Her mouth tightened. “I said I didn’t want to.”
My chest ached. “Then why did you?”
The question tore out of me before I could stop it, raw and childlike and humiliating in its need.
“What was wrong with me?” I demanded. “Why wasn’t I enough?”
Micah stiffened beside me, his arm tightening, but I couldn’t stop now. Years of questions I’d never let myself ask surged up all at once.
“I was good,” I said, my voice breaking. “I was quiet. I was easy. I would’ve been anything you needed me to be.”
Victoria flinched.
“I was not well,” she said sharply. “I was dangerous.”
I shook my head. “That’s not an answer.”
“It is,” she snapped back, then stopped herself. Her voice softened, just a fraction. “I wasn’t stable. I was paranoid. Angry. I trusted the wrong people. I was in deep with things I couldn’t walk away from.”
Byron nodded slowly. “She was afraid she’d ruin you.”
Silence fell.
The wind whipped across the sandbar, the lantern flickering wildly.

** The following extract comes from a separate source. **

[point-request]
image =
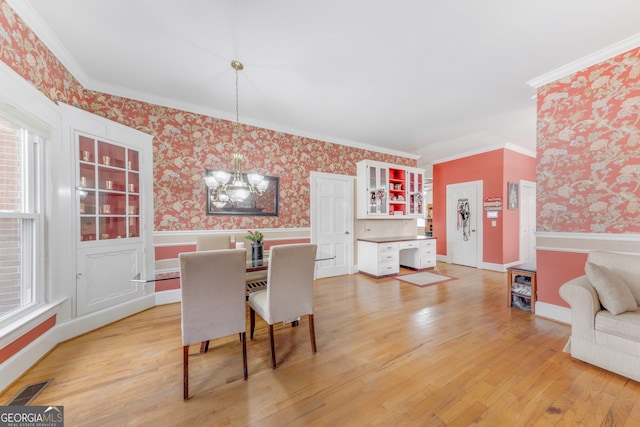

“You loved him,” I said suddenly, looking between them.
Victoria’s breath caught.
Byron’s gaze dropped.
For a moment, neither of them spoke.
Then Victoria laughed softly, bitter and nostalgic all at once. “I did.”
Her eyes lingered on Byron in a way that felt intimate, unguarded. “He was … different back then. Before all the walls.”
Byron stepped closer without seeming to realize it. “You were brilliant. Terrifying. Magnetic.”
She scoffed, but her hand lifted—just for a second—brushing his wrist. The touch was brief, charged with history.
Micah shifted, tension rolling off him, but he didn’t interrupt.
Neither did I.
Because I could see it now. The ghost of something real between them. Something that hadn’t died so much as hardened into something ugly.
Victoria pulled her hand back, straightening. The softness vanished as quickly as it had appeared.
“I didn’t give you up because I didn’t want you,” she said, turning back to me, her voice sharp again. “I gave you up because I loved you enough not to keep you.”
The words sliced deep.
“And look at you,” she continued coldly. “Safe. Loved. Soft.”
Something in her eyes hardened. “You should be grateful.”
Grateful.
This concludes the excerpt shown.